On past records and collaborations, Maria Taylor has shown tremendous promise. Her promise is fulfilled on her new album, “Ladyluck”. There honestly is not any filler on this record. Each song stands on its own, with varying degrees of heartbreak and lines uttered by all of us after the end of a breakup. Her relationship with indie whiz kid Conor Oberst is over, and this record serves as a full account of the emotional collapse that accompanies lost love. This new CD is peppered with lines that sound so familiar, and help to recall the fresh ache of rejection from the last person it should come from.
The album opener and title track set the theme for the record.
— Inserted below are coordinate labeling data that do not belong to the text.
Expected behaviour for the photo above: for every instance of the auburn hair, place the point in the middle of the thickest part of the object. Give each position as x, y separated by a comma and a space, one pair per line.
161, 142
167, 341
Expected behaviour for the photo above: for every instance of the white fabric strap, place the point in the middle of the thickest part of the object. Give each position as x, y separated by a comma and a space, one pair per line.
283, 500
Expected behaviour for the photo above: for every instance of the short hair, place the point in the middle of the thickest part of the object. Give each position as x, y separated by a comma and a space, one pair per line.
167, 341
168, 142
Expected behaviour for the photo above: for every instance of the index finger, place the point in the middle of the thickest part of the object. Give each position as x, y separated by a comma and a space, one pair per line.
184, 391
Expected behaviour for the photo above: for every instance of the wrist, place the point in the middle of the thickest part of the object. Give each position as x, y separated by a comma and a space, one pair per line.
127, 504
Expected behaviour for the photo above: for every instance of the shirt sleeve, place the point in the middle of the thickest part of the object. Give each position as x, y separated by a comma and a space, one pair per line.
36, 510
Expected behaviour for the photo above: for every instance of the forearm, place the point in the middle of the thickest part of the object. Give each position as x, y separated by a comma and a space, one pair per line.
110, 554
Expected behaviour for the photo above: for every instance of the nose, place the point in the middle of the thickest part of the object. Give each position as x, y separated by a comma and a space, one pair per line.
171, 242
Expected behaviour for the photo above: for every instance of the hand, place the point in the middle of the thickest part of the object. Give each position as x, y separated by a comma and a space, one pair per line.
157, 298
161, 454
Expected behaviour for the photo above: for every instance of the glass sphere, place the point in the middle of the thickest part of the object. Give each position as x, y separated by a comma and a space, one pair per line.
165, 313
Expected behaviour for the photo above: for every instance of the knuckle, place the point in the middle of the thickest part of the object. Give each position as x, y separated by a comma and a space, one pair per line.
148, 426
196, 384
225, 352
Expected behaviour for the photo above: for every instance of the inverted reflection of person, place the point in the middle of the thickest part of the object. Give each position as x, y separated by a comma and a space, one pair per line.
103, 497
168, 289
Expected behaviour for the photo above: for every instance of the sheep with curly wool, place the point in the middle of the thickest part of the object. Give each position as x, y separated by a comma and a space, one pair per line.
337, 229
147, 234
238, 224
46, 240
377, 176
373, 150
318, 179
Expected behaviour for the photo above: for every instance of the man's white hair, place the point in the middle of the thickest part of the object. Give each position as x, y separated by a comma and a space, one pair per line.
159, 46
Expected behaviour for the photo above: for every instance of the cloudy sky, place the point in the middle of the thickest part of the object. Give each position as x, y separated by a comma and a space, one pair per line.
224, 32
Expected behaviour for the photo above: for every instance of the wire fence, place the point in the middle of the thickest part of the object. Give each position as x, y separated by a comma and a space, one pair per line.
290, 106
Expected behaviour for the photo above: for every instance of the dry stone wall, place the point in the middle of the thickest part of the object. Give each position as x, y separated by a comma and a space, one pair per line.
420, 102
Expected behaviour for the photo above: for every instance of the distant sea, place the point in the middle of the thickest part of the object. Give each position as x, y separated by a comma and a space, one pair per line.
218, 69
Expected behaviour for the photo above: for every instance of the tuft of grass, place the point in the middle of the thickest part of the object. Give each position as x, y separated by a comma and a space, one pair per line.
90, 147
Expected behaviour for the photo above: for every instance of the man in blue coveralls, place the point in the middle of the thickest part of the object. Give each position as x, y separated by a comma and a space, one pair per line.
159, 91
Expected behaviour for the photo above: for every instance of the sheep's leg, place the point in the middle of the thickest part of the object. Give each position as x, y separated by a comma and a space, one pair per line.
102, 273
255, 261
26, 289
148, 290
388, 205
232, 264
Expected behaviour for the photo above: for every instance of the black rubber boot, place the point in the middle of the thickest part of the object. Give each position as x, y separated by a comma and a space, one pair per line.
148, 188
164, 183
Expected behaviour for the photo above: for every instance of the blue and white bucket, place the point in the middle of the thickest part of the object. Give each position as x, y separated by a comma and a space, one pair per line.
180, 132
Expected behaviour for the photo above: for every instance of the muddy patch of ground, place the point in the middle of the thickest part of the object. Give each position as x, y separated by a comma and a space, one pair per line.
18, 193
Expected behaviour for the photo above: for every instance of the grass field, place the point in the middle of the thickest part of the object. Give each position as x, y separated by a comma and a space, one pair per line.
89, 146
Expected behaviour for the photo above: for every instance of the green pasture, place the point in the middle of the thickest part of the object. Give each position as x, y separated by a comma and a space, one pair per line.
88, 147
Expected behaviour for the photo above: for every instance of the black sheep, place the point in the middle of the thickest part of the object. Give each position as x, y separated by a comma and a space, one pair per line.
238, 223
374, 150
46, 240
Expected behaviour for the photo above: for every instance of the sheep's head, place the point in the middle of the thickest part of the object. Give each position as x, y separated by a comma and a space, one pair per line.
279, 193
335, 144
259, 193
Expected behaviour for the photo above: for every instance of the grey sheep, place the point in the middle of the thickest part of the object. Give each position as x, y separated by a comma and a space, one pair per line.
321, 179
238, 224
The regret in this song is palpable, and the thought that “ I still prayed we could make it work” has probably been on the minds of everybody that has been in her place. Another thought surfaces on the next track, “Time Life Lifeline”. The idea that it all ends in a staggering instant is brought to life with the lines “Just like that, it’s done” and “seven years combined, it’s just the flicker of a neon sign”. The next logical step is dealing with the aftermath, and “tossing and turning, I can’t make my mind sleep” from the song “ My Favorite…Love” is simple and relatable for the wide-awake nights of the jilted. The cycle is complete with the quiet reflection of “that look on your face, I never thought I’d find” from “Broad Daylight”.
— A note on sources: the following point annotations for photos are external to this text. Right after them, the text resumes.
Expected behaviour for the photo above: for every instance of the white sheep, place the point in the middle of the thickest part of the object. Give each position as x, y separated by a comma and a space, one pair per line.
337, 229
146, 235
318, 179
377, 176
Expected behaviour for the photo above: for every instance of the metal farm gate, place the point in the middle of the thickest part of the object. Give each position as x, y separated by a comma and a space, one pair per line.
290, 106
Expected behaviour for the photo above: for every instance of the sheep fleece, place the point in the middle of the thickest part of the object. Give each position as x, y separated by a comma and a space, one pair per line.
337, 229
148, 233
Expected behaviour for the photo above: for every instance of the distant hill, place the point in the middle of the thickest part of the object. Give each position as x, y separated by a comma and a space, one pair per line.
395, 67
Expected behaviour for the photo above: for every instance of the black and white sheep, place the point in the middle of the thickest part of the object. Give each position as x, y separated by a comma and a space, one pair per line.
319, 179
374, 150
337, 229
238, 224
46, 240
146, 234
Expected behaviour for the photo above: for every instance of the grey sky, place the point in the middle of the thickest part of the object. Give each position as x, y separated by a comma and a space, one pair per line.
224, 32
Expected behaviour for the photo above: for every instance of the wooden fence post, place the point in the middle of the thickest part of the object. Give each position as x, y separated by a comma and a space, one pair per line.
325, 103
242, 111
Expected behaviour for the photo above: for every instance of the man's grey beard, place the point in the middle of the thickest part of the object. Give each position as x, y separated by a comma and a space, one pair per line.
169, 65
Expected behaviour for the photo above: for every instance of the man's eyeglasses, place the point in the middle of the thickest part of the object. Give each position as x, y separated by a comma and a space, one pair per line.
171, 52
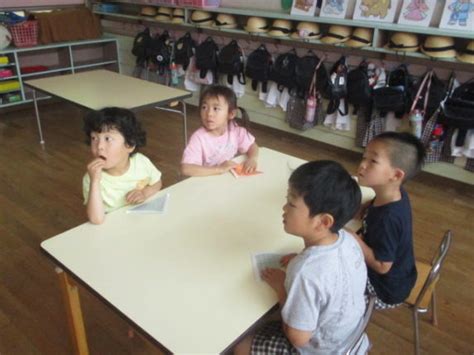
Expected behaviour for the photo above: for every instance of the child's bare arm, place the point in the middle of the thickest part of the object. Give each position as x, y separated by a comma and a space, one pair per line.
95, 206
285, 260
199, 170
250, 164
276, 279
381, 267
140, 195
297, 338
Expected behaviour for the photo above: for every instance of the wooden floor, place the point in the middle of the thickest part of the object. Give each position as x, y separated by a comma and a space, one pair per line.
40, 196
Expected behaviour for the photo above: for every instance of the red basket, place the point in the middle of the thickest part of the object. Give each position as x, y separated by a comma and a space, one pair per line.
25, 34
200, 3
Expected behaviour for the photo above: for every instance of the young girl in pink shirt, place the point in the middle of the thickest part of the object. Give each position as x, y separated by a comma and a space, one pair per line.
211, 148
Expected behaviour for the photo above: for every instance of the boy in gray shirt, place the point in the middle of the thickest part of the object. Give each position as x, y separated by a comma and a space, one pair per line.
322, 293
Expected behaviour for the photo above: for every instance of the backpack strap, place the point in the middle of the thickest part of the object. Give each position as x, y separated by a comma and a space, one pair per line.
426, 82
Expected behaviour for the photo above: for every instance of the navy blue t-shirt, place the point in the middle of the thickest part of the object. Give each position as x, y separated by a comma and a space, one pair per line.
387, 230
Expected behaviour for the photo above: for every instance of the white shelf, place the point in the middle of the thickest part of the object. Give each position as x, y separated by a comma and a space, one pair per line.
59, 58
93, 65
9, 78
378, 25
44, 72
369, 51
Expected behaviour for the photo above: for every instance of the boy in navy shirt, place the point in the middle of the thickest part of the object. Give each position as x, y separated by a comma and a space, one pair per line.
389, 160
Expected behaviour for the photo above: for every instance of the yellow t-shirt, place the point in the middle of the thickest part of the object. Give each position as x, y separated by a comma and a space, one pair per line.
113, 189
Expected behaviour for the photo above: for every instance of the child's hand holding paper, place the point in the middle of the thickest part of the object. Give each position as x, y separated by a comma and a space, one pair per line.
240, 170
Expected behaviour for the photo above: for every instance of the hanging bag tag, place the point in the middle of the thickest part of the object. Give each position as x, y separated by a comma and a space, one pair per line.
312, 100
416, 115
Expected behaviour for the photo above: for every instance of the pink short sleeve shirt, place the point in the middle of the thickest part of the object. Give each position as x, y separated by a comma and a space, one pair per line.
207, 150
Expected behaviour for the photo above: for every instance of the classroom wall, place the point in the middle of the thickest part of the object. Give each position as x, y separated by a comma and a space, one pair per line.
275, 117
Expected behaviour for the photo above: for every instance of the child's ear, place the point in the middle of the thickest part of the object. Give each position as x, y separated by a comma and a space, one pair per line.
130, 148
323, 221
398, 175
232, 114
327, 220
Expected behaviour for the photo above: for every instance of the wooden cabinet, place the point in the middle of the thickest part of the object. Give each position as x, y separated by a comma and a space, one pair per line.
50, 60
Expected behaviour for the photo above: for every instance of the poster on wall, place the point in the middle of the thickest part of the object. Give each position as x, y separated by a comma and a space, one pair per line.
334, 8
458, 14
376, 10
303, 7
36, 3
417, 12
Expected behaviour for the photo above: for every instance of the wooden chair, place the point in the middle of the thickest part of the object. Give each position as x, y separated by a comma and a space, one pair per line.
356, 337
423, 296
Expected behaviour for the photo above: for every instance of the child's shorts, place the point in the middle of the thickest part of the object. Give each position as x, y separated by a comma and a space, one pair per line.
379, 304
271, 340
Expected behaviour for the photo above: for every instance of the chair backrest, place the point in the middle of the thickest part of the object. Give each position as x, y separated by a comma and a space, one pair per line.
359, 332
436, 265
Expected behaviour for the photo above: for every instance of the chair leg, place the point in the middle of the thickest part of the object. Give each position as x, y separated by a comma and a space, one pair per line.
416, 331
434, 315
The raw feelings on this album are overpowering, but does not bury the talent contained within. Most of the album was done with Bright Eyes stalwart Mike Mogis, who provides an ethereal backdrop for Taylor’s eye stinging lyrics. But the most contagious effort is the airy “Green Butterfly” with back up by Nik Frietas. This song should hopefully spur more digging on him. He’s definitely worth a second look. The most famous cameo comes courtesy of Michael Stipe, on the closer, “Cartoons and Forever Plans”. With the words, “I’m not as fragile as I thought”, and “My love will never die”, one gets the feeling that she will just fine.
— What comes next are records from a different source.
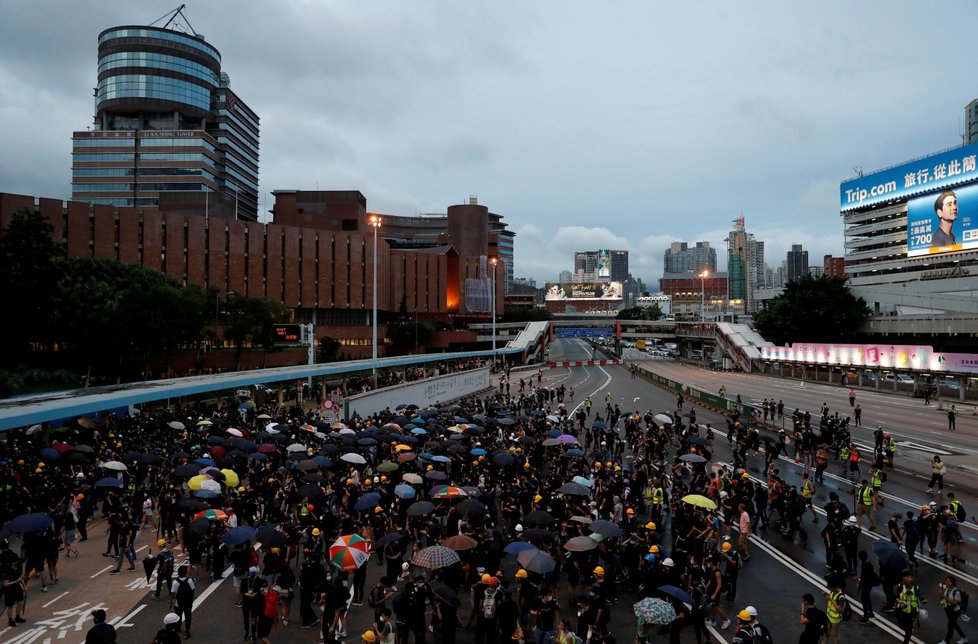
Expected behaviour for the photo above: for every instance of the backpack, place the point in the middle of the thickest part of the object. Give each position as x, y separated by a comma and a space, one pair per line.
166, 564
185, 592
271, 604
489, 604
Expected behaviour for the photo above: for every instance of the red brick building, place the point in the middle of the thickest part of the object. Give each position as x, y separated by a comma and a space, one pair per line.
318, 262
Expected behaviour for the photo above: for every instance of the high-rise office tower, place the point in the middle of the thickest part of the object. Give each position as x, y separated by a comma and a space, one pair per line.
168, 131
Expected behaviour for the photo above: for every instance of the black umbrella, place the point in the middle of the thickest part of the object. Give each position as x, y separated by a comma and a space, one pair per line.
187, 469
271, 538
539, 517
443, 593
30, 522
471, 508
890, 555
420, 508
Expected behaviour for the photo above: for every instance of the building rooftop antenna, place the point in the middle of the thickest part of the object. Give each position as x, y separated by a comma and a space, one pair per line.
178, 19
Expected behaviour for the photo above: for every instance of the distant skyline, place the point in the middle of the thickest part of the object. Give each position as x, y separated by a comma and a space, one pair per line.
627, 126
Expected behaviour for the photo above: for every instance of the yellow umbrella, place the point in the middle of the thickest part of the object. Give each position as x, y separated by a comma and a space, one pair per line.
700, 501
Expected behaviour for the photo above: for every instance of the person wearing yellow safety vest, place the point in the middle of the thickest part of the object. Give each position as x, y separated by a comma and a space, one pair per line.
865, 504
908, 602
807, 493
835, 602
658, 502
877, 478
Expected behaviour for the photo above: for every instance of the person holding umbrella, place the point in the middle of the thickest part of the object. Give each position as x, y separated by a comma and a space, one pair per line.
182, 598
With this album, Taylor has found a place to bury the hurt, and has left the comfort of Oberst’s label, Saddle Creek, for a new life and locale. She left her hometown of Birmingham, Alabama early in her career, settling in Athens, Georgia. Her new home of Los Angeles provides her a base for a fresh start. This is evident on the tune, “It’s Time”. This album is anchored by a rough experience, but is still a delight because the idea that breakups can’t be beneficial is proved wrong this time by a girl ready to start over and maybe find love again.